On Mon, Jul 1, 2019 at 6:46 PM Rob Herring <robh+dt@xxxxxxxxxx> wrote:
>
> On Mon, Jul 1, 2019 at 6:48 PM Saravana Kannan <saravanak@xxxxxxxxxx> wrote:
> >
> > The driver core/bus adding dependencies by default makes sure that
> > suppliers don't sync the hardware state with software state before all the
> > consumers have their drivers loaded (if they are modules) and are probed.
> >
> > However, when the bus incorrectly adds dependencies that it shouldn't have
> > added, the devices might never probe.
> >
> > For example, if device-C is a consumer of device-S and they have phandles
> > to each other in DT, the following could happen:
> >
> > 1. Device-S get added first.
> > 2. The bus add_links() callback will (incorrectly) try to link it as
> > a consumer of device-C.
> > 3. Since device-C isn't present, device-S will be put in
> > "waiting-for-supplier" list.
> > 4. Device-C gets added next.
> > 5. All devices in "waiting-for-supplier" list are retried for linking.
> > 6. Device-S gets linked as consumer to Device-C.
> > 7. The bus add_links() callback will (correctly) try to link it as
> > a consumer of device-S.
> > 8. This isn't allowed because it would create a cyclic device links.
> >
> > So neither devices will get probed since the supplier is dependent on a
> > consumer that'll never probe (because it can't get resources from the
> > supplier).
> >
> > Without this patch, things stay in this broken state. However, with this
> > patch, the execution will continue like this:
> >
> > 9. Device-C's driver is loaded.
> > 10. Device-C's driver removes Device-S as a consumer of Device-C.
> > 11. Device-C's driver adds Device-C as a consumer of Device-S.
> > 12. Device-S probes.
> > 13. Device-S sync_state() isn't called because Device-C hasn't probed yet.
> > 14. Device-C probes.
> > 15. Device-S's sync_state() callback is called.
>
> We already have some DT unittests around platform devices. It would be
> nice to extend them to demonstrate this problem. Could be a follow-up
> patch though.
>
> In the case a driver hasn't been updated, couldn't the driver core
> just remove all the links of C to S and S to C so that progress can be
> made and we retain the status quo of what we have today?

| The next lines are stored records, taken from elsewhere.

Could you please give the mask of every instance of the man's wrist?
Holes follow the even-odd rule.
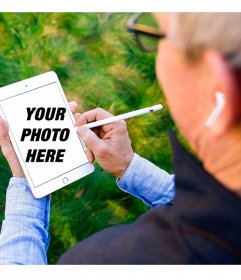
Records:
[[[132,154],[129,155],[129,157],[127,158],[125,164],[123,164],[122,169],[120,169],[120,171],[119,171],[118,174],[116,175],[116,178],[117,178],[118,180],[120,180],[121,177],[124,176],[124,174],[125,174],[126,170],[128,169],[128,167],[129,167],[129,165],[130,165],[130,163],[131,163],[131,161],[132,161],[133,158],[134,158],[134,152],[132,152]]]
[[[15,159],[12,159],[11,161],[9,159],[8,162],[9,162],[9,166],[11,168],[13,177],[20,177],[20,178],[25,177],[23,169],[16,156],[15,156]]]
[[[13,177],[16,178],[26,178],[25,174],[23,173],[23,171],[12,171]]]
[[[135,168],[135,166],[136,166],[135,162],[137,161],[138,158],[139,158],[138,154],[133,153],[131,161],[129,162],[128,166],[126,167],[125,172],[123,172],[122,176],[116,178],[117,182],[122,183],[125,181],[129,181],[129,177],[133,173],[133,168]]]

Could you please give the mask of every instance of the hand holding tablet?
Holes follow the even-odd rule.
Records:
[[[0,115],[35,197],[93,172],[54,72],[1,88]]]
[[[74,114],[75,119],[78,118],[78,114],[75,115],[78,104],[75,101],[69,102],[69,107],[71,112]],[[0,148],[2,150],[2,153],[4,157],[6,158],[9,167],[12,171],[12,175],[14,177],[25,177],[25,174],[23,172],[23,169],[18,161],[16,152],[13,148],[13,145],[9,139],[8,134],[8,125],[4,119],[0,117]]]

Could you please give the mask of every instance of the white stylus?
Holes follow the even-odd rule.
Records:
[[[84,126],[88,127],[88,128],[94,128],[94,127],[102,126],[102,125],[105,125],[105,124],[108,124],[108,123],[113,123],[113,122],[116,122],[116,121],[119,121],[119,120],[126,120],[126,119],[129,119],[129,118],[137,117],[137,116],[148,114],[148,113],[151,113],[151,112],[156,112],[156,111],[161,110],[162,108],[163,108],[163,106],[161,104],[158,104],[158,105],[143,108],[143,109],[140,109],[140,110],[132,111],[132,112],[129,112],[129,113],[121,114],[121,115],[118,115],[118,116],[106,118],[106,119],[103,119],[103,120],[100,120],[100,121],[87,123]],[[77,129],[78,129],[78,127],[76,127],[76,130]]]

The problem is knowing which of those links to delete and when.

If a link between S and C fails, how do we know and keep track of
which of the other 100 links in the system are causing a cycle? It can
get unwieldy real quick. We could delete all the links to fall back to
status quo, but how do we tell at what point in time we can delete
them all?

> That would
> lessen the chances of breaking platforms and reduce the immediate need
> to fix them.

Which is why I think we need to have a commandline/config option to
turn this series on. Keep in mind that once this patch is merged, the
API for the supplier drivers would be the same whether the feature is
enabled or not. They just fallback to status quo behavior (do their
stuff in late_initcall_sync() like they do today).

This patch series has a huge impact on the behavior and I don't think
there's a sound reason to force it on everyone right away. This is
something that needs incremental changes to bring in more and more
platforms/drivers into the new scheme. At a minimum Qualcomm seems
pretty interested in using this to solve their "when do I change/turn
off this clock/interconnect after boot?" question.

-Saravana